There are currently two quizzes available to take:
  • Quiz – Take this timed quiz to test yourself on your historical knowledge
  • ThenWhatNext – Challenge yourself to put people or events in the correct order.

This ad-supported website provides a great overview of history around the world without a lot of distracting bells and whistles.
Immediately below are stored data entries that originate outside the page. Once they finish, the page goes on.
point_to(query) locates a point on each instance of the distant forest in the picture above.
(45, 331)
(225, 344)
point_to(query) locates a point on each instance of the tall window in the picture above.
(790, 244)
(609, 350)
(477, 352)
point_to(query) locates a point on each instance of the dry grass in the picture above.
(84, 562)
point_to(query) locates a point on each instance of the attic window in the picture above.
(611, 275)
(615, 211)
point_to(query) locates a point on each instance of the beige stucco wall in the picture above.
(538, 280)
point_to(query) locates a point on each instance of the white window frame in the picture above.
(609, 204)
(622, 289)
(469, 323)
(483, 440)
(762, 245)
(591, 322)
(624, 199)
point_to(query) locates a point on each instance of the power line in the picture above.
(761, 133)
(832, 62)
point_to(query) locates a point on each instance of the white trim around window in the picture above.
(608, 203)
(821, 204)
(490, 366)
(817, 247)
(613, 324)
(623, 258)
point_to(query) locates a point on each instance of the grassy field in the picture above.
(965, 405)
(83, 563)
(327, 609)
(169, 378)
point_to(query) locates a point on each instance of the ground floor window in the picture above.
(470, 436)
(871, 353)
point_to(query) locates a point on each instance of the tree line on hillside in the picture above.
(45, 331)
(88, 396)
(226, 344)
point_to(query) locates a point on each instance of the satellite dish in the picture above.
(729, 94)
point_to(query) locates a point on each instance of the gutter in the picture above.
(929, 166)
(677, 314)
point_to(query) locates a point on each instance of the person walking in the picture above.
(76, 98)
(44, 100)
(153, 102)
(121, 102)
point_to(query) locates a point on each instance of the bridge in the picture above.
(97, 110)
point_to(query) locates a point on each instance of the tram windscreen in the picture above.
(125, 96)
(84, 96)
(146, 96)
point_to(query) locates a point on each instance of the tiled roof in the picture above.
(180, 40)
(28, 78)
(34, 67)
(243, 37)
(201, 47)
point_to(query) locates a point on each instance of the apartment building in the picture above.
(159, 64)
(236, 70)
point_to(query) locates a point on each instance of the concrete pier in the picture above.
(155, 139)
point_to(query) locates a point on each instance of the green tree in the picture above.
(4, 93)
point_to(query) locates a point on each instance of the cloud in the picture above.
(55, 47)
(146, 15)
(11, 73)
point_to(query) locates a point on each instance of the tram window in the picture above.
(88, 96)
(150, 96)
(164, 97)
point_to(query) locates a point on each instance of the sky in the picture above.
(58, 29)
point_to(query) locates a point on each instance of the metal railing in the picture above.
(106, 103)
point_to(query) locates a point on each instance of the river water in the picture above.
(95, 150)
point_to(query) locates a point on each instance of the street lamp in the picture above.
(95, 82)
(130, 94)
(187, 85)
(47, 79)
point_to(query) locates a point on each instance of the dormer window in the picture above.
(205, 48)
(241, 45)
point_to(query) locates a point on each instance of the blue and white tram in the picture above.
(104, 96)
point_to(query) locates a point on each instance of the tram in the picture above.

Harper’s Weekly for History

November 6th, 2014

 

It’s Thursday, November 6, 2014, and time for Social Sciences at ClickSchooling!

 

Recommended Website:

 

HarpWeek

 

Age Range: 12-18 (Grades 7-12, with parental supervision)

 

Harper’s Weekly is considered an important primary resource chronicling the week-to-week life of America for the 56-year time period from 1857-1912. This website provides access to a user friendly indexed database of Harper’s Weekly. Visitors will find scanned images of the pages from the weekly as well as a transcript of those pages. Pages include the:
  • news stories
  • illustrations
  • cartoons
  • editorials
  • biographies
  • literature
  • advertisements

But it doesn’t stop there. There are educational extensions using Harper Weekly resources. Historical topics covered include:

  • The Civil War
  • The 13th, 14th, and 15th Amendments
  • Presidential elections: 1860-1912
  • The Making of Modern America

The “Cartoon of the Day” is an interesting peek into the humor of the past. You will also find Simulation Games that include information to the teacher that explains how to implement the simulations and provides background information. Simulation Games include:

  • The Impeachment of Andrew Johnson
  • The Civil War Illustrations Activity: Why Did the North Win the Civil War?
  • The Reconstruction Convention
  • The Ku Klux Klan Hearings

These are just a sampling of the educational activities available for use in your history studies. There are many more that you will want to check out for yourself.

*Please note that because Harper’s Weekly is a primary resource, some of the language from the time may be considered objectionable by today’s standards. As always, please preview this website material before allowing your children to use this resource.